Un texte écrit par Pascale Goze
mercredi 23 octobre 2013, par Le Collectif Sistoeurs
Elle n’a jamais eu de boutique de prédilection, pas plus que de bonnes adresses à refiler aux copines. Pragmatique, elle va au plus près, prend ses repères, se crée des habitudes. Elle est déjà venue plusieurs fois chez ce marchand de journaux, sur la petite place, à la sortie du métro, et elle y revient alors même qu’elle ne se sent pas très à l’aise. Le vendeur s’est montré caustique envers des clients qui lui demandaient un renseignement ; ça n’est arrivé qu’une fois mais elle craint quand même d’entendre une remarque acerbe qui la déstabiliserait, aussi se force-t-elle, à la caisse, à paraître insouciante et enjouée. En vérité, elle ne fait qu’éviter de croiser son regard, plongeant le sien au fond de sa besace à la recherche de son porte-monnaie. Elle a l’impression de passer une audition et essaie, autant que faire se peut, d’être naturelle. Mais, lorsqu’elle a payé ses revues, elle redoute la sentence. Pourtant, elle continue à venir ici, parce que c’est sur le chemin de la maison. C’est idiot, elle se le répète à chaque fois, mais c’est comme ça. Les habitudes ont la vie dure, croit-elle. Ce qu’elle n’admettra pas, c’est qu’elle espère secrètement passer l’épreuve haut la main.
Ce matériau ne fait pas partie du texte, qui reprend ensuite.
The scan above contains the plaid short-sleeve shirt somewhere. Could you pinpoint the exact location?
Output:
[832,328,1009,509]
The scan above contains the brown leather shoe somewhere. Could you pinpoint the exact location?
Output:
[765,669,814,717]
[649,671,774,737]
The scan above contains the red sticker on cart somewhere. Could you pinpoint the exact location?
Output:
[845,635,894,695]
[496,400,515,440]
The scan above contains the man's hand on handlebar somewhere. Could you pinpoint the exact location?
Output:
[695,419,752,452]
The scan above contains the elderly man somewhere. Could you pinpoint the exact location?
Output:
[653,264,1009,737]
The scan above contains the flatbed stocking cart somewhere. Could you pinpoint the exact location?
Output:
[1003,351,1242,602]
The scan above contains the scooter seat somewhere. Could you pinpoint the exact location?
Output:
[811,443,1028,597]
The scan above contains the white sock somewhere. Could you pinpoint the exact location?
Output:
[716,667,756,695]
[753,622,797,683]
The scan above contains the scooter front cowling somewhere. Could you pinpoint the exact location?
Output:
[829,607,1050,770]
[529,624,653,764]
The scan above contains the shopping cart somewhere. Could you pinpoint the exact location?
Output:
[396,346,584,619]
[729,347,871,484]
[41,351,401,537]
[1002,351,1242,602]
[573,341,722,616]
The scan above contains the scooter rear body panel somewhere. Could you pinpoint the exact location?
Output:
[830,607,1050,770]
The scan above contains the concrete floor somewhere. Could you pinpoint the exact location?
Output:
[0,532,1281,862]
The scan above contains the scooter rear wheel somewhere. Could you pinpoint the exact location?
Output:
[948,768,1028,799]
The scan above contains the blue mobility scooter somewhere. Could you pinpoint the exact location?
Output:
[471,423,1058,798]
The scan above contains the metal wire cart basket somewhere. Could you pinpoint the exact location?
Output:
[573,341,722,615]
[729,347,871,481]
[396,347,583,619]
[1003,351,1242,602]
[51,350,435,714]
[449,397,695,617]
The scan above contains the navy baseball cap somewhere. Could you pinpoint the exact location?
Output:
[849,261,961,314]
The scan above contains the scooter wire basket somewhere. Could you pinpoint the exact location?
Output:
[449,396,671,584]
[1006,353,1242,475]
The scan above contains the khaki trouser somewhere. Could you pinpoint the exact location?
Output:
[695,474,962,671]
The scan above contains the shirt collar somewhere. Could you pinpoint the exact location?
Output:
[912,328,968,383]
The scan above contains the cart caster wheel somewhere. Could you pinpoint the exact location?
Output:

Ce soir, elle flâne dans les rayons, s’attardant sur les derniers romans parus, comme si elle avait l’intention de les acheter. Elle est dans son rôle d’intellectuelle humble, celle qui sait beaucoup sans forcément le clamer. Elle sourit et opine du chef quand elle reconnaît un livre qu’elle a déjà lu, apprécié ou pas, et elle consulte les quatrièmes de couverture si un sujet a suscité son intérêt, si un nom d’auteur a retenu son attention. Elle n’est là que pour des cahiers de jeux, en vérité, mais elle
imagine se cultiver comme ça à peu de frais, en se tenant informée de l’actualité littéraire. Alors elle prend son temps, starissime. C’est sa grande scène, après tout, juste avant de passer à la caisse pour
le dialogue des banalités, Bonjour. Bonjour, vous n’avez pas de monnaie ? Quarante centimes, ça vous irait ? Ce sera toujours mieux que rien. Merci, au revoir. Au revoir et à bientôt, à qui le tour ?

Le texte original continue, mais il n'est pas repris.